Overusing Tropes Can Be Dangersous

A trope, by definition, is the use of a figurative language. In other words, authors would use a trope to get across a meaning, different than what the literature language would mean. But, within literature, tropes have taken on a new definition. Writers will often hear professionals talking about common tropes as being, reoccurring motifs or cliches within stories. Some of those common tropes we have seen can include (but not limited to):

  • Millionaire hotty heroes
  • Lost loves regained
  • Arranged marriages
  • Unknown baby stories
  • Overheard conversations
  • Ugly duckling stories
  • Marriage of convenience
  • etc.
Unfortunately, for the romance industry, many authors have missed the point when it comes to tropes and doing one of two things. Either A) they are assuming the trope is a template to the entire story; or B) believing if one trope is good, more is better.

What writers need to understand is that using a trope is fine, but misusing a trope (or multiple tropes) does result in a story that sounds formulaic. This will also lead to stories that come across sounding very forced and unnatural.

We see this a lot in series romance. Authors have this assumption that a particular series line has to have a plot that is constructed 100% around those tropes. Take, for example, the Harlequin American line. When you read the description, you can see how easily an author can fall into the trap of overusing tropes:

You love small towns and cowboys! Harlequin American Romance stories are heartwarming contemporary tales of everyday women finding love, becoming part of a family or community—or maybe starting a family of her own.

But here is the thing. The real element that makes a story great for the American line is the second part of that description. "...heartwarming contemporary tales of everyday women finding love, becoming part of a family or community - or maybe starting a family..." The comment about the small towns and the cowboys would be the trope elements, but this does not mean it IS the story.

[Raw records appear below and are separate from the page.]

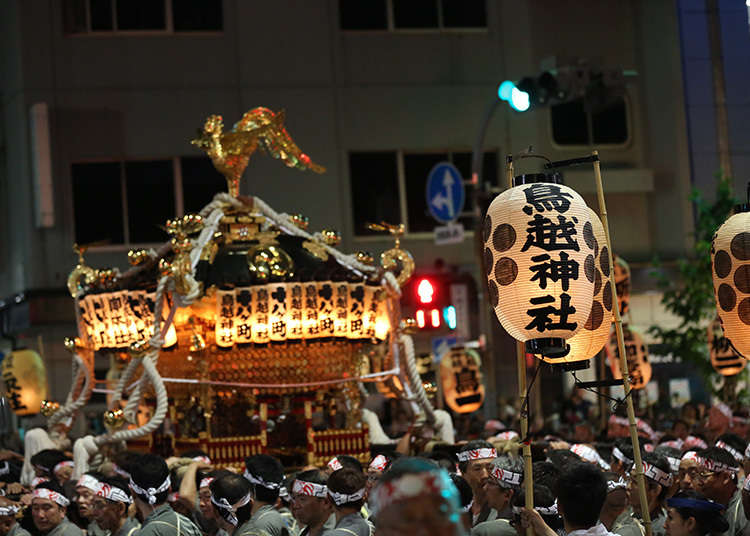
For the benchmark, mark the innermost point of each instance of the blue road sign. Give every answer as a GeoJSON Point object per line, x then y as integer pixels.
{"type": "Point", "coordinates": [445, 192]}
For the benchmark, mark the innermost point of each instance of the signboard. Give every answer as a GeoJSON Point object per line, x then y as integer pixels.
{"type": "Point", "coordinates": [453, 233]}
{"type": "Point", "coordinates": [445, 192]}
{"type": "Point", "coordinates": [441, 346]}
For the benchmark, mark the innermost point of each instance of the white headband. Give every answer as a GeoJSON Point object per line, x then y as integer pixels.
{"type": "Point", "coordinates": [44, 493]}
{"type": "Point", "coordinates": [112, 493]}
{"type": "Point", "coordinates": [231, 508]}
{"type": "Point", "coordinates": [10, 510]}
{"type": "Point", "coordinates": [504, 476]}
{"type": "Point", "coordinates": [692, 441]}
{"type": "Point", "coordinates": [657, 475]}
{"type": "Point", "coordinates": [477, 454]}
{"type": "Point", "coordinates": [117, 469]}
{"type": "Point", "coordinates": [716, 467]}
{"type": "Point", "coordinates": [543, 510]}
{"type": "Point", "coordinates": [38, 480]}
{"type": "Point", "coordinates": [258, 481]}
{"type": "Point", "coordinates": [343, 498]}
{"type": "Point", "coordinates": [150, 493]}
{"type": "Point", "coordinates": [66, 463]}
{"type": "Point", "coordinates": [508, 435]}
{"type": "Point", "coordinates": [379, 463]}
{"type": "Point", "coordinates": [302, 487]}
{"type": "Point", "coordinates": [617, 453]}
{"type": "Point", "coordinates": [335, 464]}
{"type": "Point", "coordinates": [736, 454]}
{"type": "Point", "coordinates": [589, 454]}
{"type": "Point", "coordinates": [674, 463]}
{"type": "Point", "coordinates": [89, 482]}
{"type": "Point", "coordinates": [721, 406]}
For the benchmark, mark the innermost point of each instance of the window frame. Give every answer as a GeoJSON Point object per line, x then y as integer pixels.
{"type": "Point", "coordinates": [126, 245]}
{"type": "Point", "coordinates": [115, 32]}
{"type": "Point", "coordinates": [440, 28]}
{"type": "Point", "coordinates": [609, 146]}
{"type": "Point", "coordinates": [401, 182]}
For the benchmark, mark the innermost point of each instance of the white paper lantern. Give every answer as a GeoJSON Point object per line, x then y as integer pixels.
{"type": "Point", "coordinates": [540, 264]}
{"type": "Point", "coordinates": [595, 333]}
{"type": "Point", "coordinates": [730, 260]}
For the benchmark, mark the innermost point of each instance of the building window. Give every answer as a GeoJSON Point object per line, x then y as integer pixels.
{"type": "Point", "coordinates": [603, 124]}
{"type": "Point", "coordinates": [161, 16]}
{"type": "Point", "coordinates": [126, 203]}
{"type": "Point", "coordinates": [430, 15]}
{"type": "Point", "coordinates": [390, 186]}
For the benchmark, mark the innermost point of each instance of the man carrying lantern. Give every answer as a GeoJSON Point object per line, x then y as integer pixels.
{"type": "Point", "coordinates": [715, 476]}
{"type": "Point", "coordinates": [8, 524]}
{"type": "Point", "coordinates": [110, 507]}
{"type": "Point", "coordinates": [506, 476]}
{"type": "Point", "coordinates": [475, 463]}
{"type": "Point", "coordinates": [48, 509]}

Digging deeper into the submission guideline information further supports that the tropes DO NOT make the story:

  • Central romance is driven by the hero's or heroine's (or both) desire to be a part of a family or community
  • Stories showcase the comforts of home and a sense of place – particularly the charm of small-town America and the ruggedness of western locales
  • Must be set in the USA
  • Western heroes and heroines are very popular – cowboys (ranchers, rodeo riders), law enforcement (sheriffs, deputies, Texas Rangers), etc
  • All stories must feature strong family elements such as pregnancy, young children, blended families, etc
  • Warmhearted stories offer a range of tones, from light humor to drama
  • Level of sensuality is low to moderate
  • Word count of 55,000 means stories must be fast-paced and plot-driven

Stories showcase comforts of home
Strong family elements such as pregnancy, young children...

Please note, there are suggestions of certain tropes (cowboys, ranchers, law-enforcement) but this does not mean you have to incorporate all of these.

When we talk about using tropes, we are basing these ideas around common themes market research is showing that the readers like and gravitate to.

The thing to remember is the trope does not make the story. As seen is this single submission guideline, it is the theme that creates the story. It is the theme and the message that dictates the plot you want to use and the characters that you want to tell that story.